Home health care fraud varies in nature, but the majority of fraud involves home health agencies billing for services that were not provided or billing for services that were not medically necessary.
The OIG pointed to several red flags suggestive of fraud including: beneficiaries who had no recent visits with their supervising physicians to certify that the care ordered is medically necessary; where home health care services were not provided following a hospital or nursing home stay; where the primary diagnosis is diabetes or hypertension, which typically do not justify home health care services; and beneficiaries with multiple home health readmissions in a short period of time.

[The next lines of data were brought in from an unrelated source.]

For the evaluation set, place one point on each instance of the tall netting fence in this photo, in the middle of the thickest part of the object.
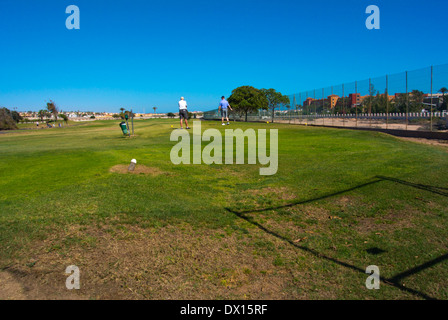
(412, 100)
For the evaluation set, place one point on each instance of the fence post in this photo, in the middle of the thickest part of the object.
(356, 102)
(407, 102)
(343, 106)
(387, 102)
(323, 107)
(431, 93)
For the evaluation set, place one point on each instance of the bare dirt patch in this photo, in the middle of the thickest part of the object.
(129, 262)
(432, 142)
(139, 169)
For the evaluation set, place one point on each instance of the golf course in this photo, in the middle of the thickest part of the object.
(341, 200)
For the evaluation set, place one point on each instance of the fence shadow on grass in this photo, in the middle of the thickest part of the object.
(395, 280)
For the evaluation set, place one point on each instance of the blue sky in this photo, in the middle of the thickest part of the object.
(143, 54)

CMS relies on its beneficiaries to help root out fraud and abuse in home health care. CMS specifically calls on beneficiaries to be on the lookout for—and report—activities that suggest a home health agency is committing fraud, including:
- Upcoding the types of services provided to receive higher payment;
- Submitting bills for patients who are not homebound;
- Visits by home health staff that are not medically necessary;
- Home health visits that a doctor ordered, but that a patient did not receive;
- Bills for services and equipment a patient never received;
- Fake signatures on medical forms or equipment orders;
- Pressure to accept items and services that are not necessary or that Medicare does not cover;
- Home health services provided that were not ordered by a physician; and
- A home health agency that offers free goods or services in exchange for Medicare numbers.
Physicians also play a key role in preventing home health care fraud. They act as “gatekeepers” by certifying that the services ordered are medically necessary and by managing beneficiaries’ plans of care. Unfortunately, kickback schemes are on the rise in all areas of healthcare.
In the home health care context, physicians may be principal conspirators in fraud schemes by approving medically unnecessary home health care services in exchange for kickbacks. Kickbacks can come in many forms, including direct payment, free trips, and products.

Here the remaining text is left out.